Golf-Star Stephan Jäger: "Am Strand packte mich das Golf- Fieber"
- Stephan Jäger entdeckt am Strand in Singapur seine Leidenschaft für Golf
- Im Golfclub Eichenried legt Golf-Profi Jäger den Grundstein für seine Karriere
- Stephan Jäger in unserer Rubrik "How it started" über seine Golf-Anfänge
Als bayerischer Bub habe ich, klar, früh mit dem Fußballspielen angefangen, bin im Winter Ski gefahren. Meine ersten Golferinnerungen stammen aus Urlauben in Asien, unter anderem Thailand und Singapur – mein Papa hatte 30 Jahre lang ein Reisebüro, deswegen sind wir ziemlich viel gereist.
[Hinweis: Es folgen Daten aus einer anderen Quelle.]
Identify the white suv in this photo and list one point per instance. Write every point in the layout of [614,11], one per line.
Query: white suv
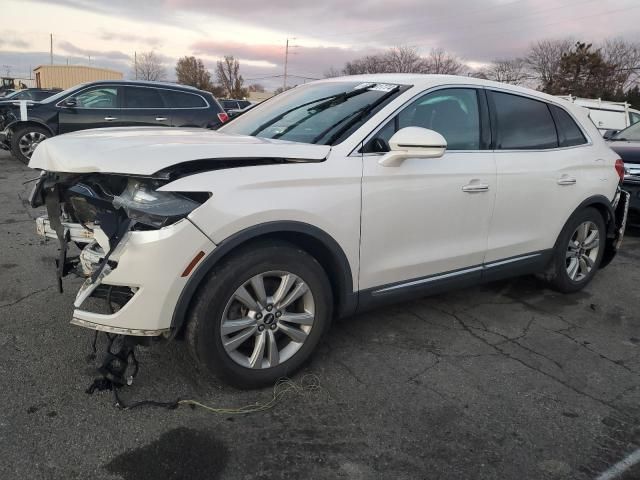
[331,198]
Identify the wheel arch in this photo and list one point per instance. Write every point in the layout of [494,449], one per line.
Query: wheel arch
[603,205]
[20,124]
[315,241]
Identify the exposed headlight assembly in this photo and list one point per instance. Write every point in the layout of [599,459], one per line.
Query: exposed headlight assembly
[154,208]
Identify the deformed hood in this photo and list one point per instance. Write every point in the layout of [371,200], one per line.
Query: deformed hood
[146,150]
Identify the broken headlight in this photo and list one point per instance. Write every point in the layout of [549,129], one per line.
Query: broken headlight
[151,207]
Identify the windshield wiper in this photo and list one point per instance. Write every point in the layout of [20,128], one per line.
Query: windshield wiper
[327,102]
[354,118]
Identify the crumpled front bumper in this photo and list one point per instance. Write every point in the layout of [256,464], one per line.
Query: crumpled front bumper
[151,263]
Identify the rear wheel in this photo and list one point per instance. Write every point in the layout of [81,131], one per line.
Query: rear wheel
[25,140]
[579,251]
[260,314]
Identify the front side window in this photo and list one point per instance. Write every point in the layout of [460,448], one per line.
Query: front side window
[101,97]
[453,113]
[323,113]
[141,97]
[629,133]
[569,134]
[523,123]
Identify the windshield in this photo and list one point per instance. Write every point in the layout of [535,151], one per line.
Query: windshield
[629,133]
[62,94]
[322,113]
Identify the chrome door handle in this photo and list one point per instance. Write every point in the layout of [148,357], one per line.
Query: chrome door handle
[566,180]
[475,188]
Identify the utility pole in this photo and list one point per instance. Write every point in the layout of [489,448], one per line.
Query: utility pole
[286,62]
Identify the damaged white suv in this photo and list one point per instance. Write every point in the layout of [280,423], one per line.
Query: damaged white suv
[329,199]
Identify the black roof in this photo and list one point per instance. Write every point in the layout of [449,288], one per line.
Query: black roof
[146,83]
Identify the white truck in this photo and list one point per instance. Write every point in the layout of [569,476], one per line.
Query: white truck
[606,115]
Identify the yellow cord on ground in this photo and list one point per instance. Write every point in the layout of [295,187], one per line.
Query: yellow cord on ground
[308,384]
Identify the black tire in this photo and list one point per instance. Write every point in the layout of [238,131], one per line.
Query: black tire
[203,331]
[558,275]
[18,135]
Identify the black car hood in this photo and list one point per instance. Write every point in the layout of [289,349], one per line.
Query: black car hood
[629,151]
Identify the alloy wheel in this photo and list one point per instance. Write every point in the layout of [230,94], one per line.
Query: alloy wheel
[267,319]
[29,141]
[582,251]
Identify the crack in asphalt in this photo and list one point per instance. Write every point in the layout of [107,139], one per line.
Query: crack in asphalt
[15,302]
[506,354]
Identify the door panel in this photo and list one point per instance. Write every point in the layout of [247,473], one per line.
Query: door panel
[95,108]
[539,181]
[429,216]
[144,107]
[532,203]
[417,220]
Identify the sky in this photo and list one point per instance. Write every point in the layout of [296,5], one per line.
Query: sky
[322,33]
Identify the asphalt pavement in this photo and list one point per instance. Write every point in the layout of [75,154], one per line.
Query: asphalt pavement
[505,381]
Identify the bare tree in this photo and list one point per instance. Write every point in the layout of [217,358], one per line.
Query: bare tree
[442,62]
[368,64]
[256,87]
[544,58]
[511,71]
[625,58]
[332,72]
[148,66]
[191,71]
[403,59]
[228,73]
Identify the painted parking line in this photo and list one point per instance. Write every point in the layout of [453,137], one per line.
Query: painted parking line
[621,467]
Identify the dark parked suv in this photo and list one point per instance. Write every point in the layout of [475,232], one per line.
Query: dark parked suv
[107,104]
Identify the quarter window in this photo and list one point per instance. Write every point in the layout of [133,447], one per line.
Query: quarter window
[175,99]
[569,134]
[102,97]
[140,97]
[523,123]
[452,112]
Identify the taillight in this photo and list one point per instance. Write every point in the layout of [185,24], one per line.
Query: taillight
[620,169]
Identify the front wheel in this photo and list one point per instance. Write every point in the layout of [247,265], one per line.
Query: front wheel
[578,251]
[260,314]
[25,140]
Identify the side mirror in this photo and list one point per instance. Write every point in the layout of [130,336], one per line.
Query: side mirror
[413,142]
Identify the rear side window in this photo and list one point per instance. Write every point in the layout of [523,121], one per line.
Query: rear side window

Ich habe damals noch nicht Golf gespielt, durfte aber das Kart fahren. Selbst angefangen zu spielen habe ich dann mit neun oder zehn, als mir meine Eltern mein erstes eigenes Golfbag schenkten. Das war auch im Urlaub, ich glaube, am Strand in Singapur. Das Bag war blau und schwarz. Da hat mich dieses Golffieber zum ersten Mal ein bisschen gepackt. Wobei Golf zu dem Zeitpunkt noch nicht im Vordergrund stand.
Wir hatten immer noch zwei-, dreimal die Woche Fußballtraining und am Wochenende ein Spiel. Im Golfclub Eichenried, von dem wir nur in etwa einen Kilometer entfernt wohnten, war immer freitags Jugendtraining. Mit 12, 13 wurde ich dann besser im Golf, und es hat sich alles ein wenig verlagert. Bis ich, mit 15, ausschließlich Golf gespielt habe. Ich kam mittags um 13 Uhr aus dem Gymnasium in Erding bei München nach Hause, habe das Bag genommen, bin zum Golfclub geradelt und habe dort trainiert. Zu dem Zeitpunkt konnte man dann schon sehen, dass ich schnell besser werde.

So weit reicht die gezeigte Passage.